Responding to queries on whether these superfood claims can be ranked on par with food fraud, Dr Vidgen said: “The term ‘food fraud’ has often been used to describe food products not being what they claim to be in terms of what their ingredients are, and this is similar.

“These products have built their market based on nutrition and health, and they’re not delivering on that promise.”

In line with this, Dr Vidgen said that she intends to bring a broader range of products under the spotlight, citing a study that found 50% of all food product claims made in Australia could not be substantiated.

No solid supporting evidence

Kombucha claimed to increase gut flora diversity and as such boost gut health, but no solid evidence of its efficacy could be traced down, she argued.

“I was shocked at how popular it is, despite its lack of scientific soundness. The microbiome of the gut is still an emerging area of research, and it is as yet unclear whether it has effects on blood glucose levels (one of the claims being made).

“As for research into fermented foods, there was hardly anything about kombucha. The only studies were really small in vitro animal studies, and these weren’t on commercially-produced kombucha.”

“It’s also unlikely that the temperature was maintained from point of manufacture to consumption [at levels that] keep kombucha microbial count high, so when you put all of those things together, it was really unlikely that it was doing anything at all,” ​she said.

As for the protein balls, Dr Vidgen attributed their popularity to a lack of scientific understanding of the scientific pathways behind how they were expected to work.

“Protein wasn’t even their key ingredient, and [had nothing] to do with mood enhancement, a claim that was so tenuous.

“It was linked to cashew nuts, which have some tryptophan, an amino acid that increases serotonin levels, but [from a biochemical pathway perspective], with all other influencing factors, it is absolutely ridiculous that eating that little bit in the protein balls would do anything at all.

Green powder claimed easy, stress-free nutrition for kids during mealtimes, and marketers even promised six times the amount of antioxidants per serve as compared to regular fruits and vegetables. Dr Vidgen said that the processing involved made the viability of this doubtful.

“We know there are many water-soluble nutrients in vegetables that are sensitive to processing, and the likelihood that these would remain in the powder post-processing [is low]. So these claims are completely unfounded,” ​she said.
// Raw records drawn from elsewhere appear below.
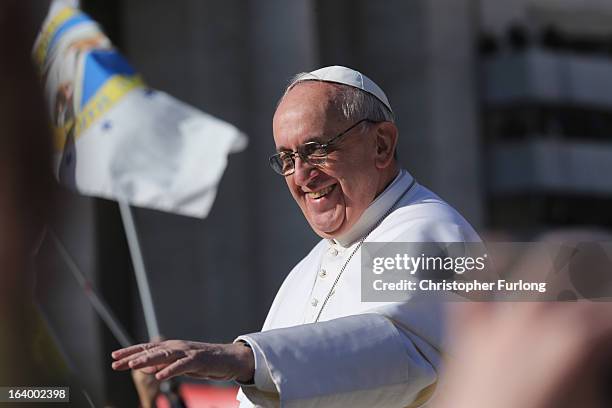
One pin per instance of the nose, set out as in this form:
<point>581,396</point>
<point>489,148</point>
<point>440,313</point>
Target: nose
<point>304,171</point>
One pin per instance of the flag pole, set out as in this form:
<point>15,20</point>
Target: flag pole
<point>100,306</point>
<point>139,269</point>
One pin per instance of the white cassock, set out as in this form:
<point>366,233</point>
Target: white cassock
<point>357,354</point>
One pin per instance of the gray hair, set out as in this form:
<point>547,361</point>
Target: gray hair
<point>353,103</point>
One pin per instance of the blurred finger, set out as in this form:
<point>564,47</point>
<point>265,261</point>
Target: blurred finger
<point>157,357</point>
<point>124,352</point>
<point>179,367</point>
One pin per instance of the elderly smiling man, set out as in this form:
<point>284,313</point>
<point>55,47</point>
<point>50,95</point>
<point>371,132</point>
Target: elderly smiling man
<point>321,345</point>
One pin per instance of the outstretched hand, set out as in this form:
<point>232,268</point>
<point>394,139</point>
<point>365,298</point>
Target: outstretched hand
<point>170,358</point>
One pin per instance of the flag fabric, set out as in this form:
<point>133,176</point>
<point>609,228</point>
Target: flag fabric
<point>115,137</point>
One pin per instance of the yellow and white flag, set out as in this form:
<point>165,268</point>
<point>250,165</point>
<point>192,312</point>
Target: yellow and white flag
<point>118,139</point>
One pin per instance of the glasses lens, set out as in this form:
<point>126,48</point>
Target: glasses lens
<point>282,163</point>
<point>313,151</point>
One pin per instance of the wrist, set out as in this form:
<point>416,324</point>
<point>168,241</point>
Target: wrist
<point>246,362</point>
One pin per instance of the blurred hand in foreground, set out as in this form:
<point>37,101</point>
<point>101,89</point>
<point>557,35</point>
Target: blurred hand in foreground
<point>528,355</point>
<point>171,358</point>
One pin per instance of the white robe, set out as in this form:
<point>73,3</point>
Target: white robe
<point>359,354</point>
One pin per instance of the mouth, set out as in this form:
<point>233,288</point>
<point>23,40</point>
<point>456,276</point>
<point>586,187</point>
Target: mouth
<point>315,195</point>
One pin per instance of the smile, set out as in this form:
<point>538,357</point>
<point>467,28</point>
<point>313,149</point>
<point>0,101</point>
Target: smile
<point>321,193</point>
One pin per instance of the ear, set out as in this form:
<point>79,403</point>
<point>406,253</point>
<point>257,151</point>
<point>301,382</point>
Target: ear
<point>386,140</point>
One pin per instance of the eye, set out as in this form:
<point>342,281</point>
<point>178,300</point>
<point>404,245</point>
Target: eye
<point>314,149</point>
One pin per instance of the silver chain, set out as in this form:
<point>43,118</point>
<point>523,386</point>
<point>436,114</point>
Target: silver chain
<point>331,291</point>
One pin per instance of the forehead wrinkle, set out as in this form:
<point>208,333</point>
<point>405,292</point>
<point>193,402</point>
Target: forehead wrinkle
<point>311,101</point>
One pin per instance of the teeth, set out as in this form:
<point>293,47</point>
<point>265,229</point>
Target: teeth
<point>321,193</point>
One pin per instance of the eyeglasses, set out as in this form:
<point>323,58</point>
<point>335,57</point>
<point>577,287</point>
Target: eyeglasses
<point>313,153</point>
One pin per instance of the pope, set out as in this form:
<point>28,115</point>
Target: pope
<point>336,138</point>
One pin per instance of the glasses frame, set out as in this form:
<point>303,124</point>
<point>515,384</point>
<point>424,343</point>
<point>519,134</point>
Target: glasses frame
<point>325,146</point>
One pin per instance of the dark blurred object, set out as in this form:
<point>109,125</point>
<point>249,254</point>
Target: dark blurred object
<point>487,44</point>
<point>25,192</point>
<point>533,354</point>
<point>553,38</point>
<point>518,37</point>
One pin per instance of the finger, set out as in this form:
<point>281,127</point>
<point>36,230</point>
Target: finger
<point>153,369</point>
<point>179,367</point>
<point>124,363</point>
<point>124,352</point>
<point>159,356</point>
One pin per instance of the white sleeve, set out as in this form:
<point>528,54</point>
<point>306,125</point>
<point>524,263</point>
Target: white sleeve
<point>358,361</point>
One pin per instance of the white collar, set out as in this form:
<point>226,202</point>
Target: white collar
<point>376,210</point>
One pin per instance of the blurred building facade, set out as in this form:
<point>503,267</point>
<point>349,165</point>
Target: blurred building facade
<point>483,102</point>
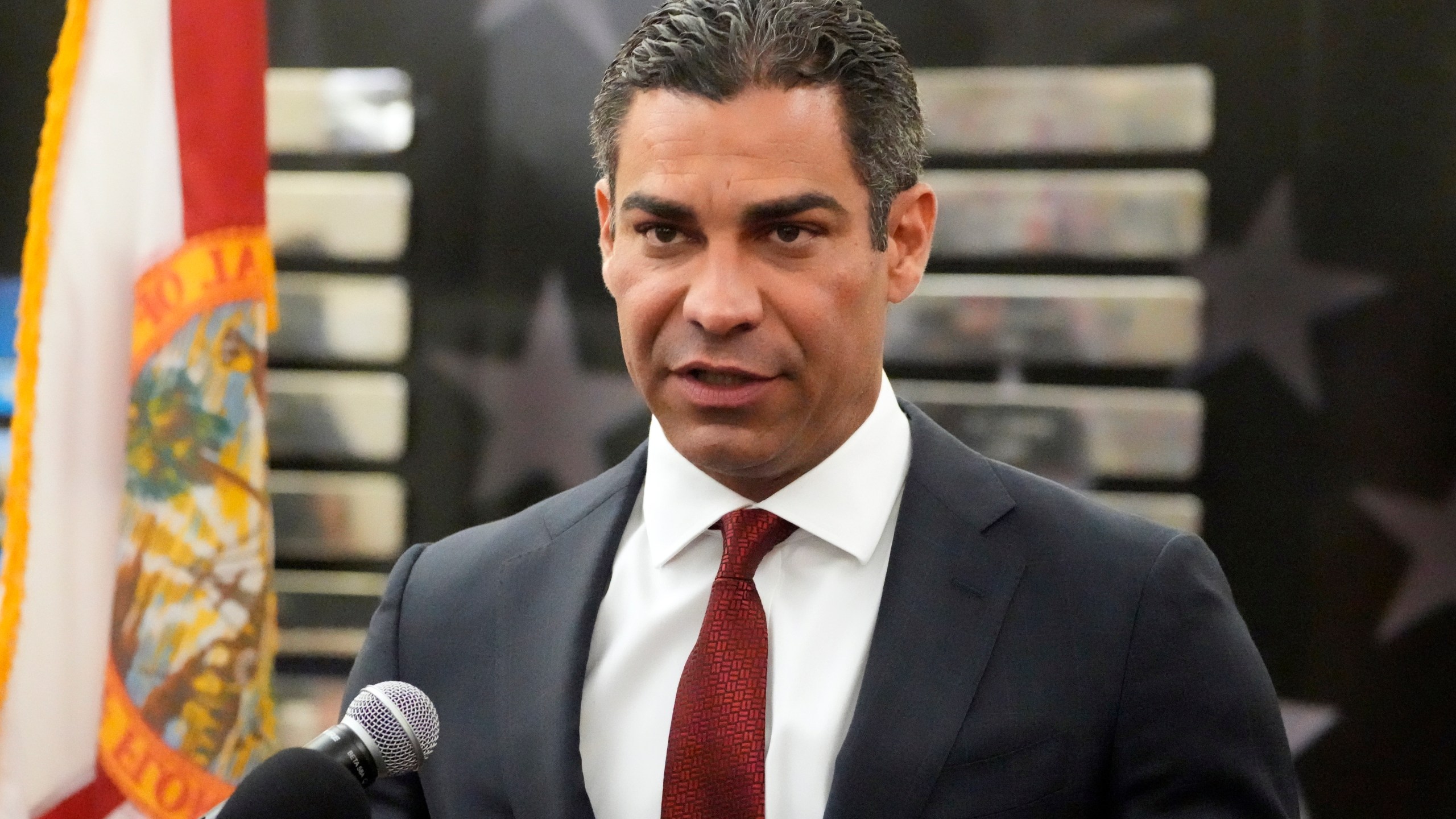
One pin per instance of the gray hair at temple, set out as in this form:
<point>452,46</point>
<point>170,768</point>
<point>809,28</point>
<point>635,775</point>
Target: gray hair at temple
<point>717,48</point>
As for breastfeeding biscuits, she said that there were ‘not very many studies’​, and those quoted by social media were ‘not related to the milk supply benefit they claimed at all’.

“[We] couldn’t find any papers that indicated any of the ingredients mentioned would help,”​ said Dr Vidgen.
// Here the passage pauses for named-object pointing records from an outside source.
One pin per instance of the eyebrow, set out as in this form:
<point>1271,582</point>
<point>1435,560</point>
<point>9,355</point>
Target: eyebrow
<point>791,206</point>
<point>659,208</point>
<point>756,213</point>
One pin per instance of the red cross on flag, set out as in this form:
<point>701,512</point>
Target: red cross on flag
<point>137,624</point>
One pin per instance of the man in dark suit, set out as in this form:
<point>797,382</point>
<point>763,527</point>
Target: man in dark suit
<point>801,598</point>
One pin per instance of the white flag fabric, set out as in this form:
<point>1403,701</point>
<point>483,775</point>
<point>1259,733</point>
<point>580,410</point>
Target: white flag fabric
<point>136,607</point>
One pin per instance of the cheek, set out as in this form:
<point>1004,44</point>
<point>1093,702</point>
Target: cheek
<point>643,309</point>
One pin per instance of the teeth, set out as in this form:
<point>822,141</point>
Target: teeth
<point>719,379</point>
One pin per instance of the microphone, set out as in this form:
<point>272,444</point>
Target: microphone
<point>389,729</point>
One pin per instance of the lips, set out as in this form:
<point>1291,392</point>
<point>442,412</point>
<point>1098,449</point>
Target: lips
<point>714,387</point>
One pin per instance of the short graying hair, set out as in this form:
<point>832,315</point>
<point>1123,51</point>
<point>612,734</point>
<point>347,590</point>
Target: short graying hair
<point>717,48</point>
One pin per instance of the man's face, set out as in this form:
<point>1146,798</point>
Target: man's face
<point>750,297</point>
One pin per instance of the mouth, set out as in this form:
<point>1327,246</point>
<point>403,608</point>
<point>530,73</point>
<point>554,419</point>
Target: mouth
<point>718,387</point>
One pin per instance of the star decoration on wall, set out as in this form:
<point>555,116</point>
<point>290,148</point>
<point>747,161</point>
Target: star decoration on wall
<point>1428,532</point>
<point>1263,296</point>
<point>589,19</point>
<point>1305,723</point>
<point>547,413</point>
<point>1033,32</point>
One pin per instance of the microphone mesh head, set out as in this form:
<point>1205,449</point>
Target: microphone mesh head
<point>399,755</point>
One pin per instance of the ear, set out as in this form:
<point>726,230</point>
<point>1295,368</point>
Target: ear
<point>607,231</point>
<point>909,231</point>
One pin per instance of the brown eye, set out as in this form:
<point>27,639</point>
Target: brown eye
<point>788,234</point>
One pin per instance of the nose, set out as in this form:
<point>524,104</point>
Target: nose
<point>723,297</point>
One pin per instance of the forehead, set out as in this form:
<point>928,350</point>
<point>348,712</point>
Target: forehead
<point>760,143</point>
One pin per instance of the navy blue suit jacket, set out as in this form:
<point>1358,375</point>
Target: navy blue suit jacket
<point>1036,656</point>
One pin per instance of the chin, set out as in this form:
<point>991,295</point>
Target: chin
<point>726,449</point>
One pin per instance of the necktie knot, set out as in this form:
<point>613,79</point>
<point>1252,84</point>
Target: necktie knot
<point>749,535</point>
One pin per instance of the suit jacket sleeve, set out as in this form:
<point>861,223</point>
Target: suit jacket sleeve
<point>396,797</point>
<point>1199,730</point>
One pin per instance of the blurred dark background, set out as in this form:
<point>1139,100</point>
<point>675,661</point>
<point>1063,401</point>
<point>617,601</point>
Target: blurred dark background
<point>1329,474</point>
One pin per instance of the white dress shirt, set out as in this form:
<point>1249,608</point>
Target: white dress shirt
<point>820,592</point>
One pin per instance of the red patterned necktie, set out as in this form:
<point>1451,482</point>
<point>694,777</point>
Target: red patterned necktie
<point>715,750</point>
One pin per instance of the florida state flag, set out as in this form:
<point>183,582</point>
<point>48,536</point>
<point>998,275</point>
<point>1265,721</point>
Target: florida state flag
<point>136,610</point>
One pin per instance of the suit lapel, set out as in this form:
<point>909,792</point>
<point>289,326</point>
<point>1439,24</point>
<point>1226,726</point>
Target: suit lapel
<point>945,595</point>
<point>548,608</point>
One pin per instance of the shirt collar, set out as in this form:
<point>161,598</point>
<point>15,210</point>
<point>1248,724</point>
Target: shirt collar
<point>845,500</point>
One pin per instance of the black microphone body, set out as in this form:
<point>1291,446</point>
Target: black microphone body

She also urged parents to focus on exposing children to a ‘wide range of food’​ instead of relying on toddler milk, as it is important that children after one year of age start to eat regular foods.

“Children over one year of age do not need any special foods. [A] wide variety of the five food groups [are] the best way to supply the nutrients required growth and development. Different food textures are also important especially at this stage to promote speech and jaw development,”​ she added.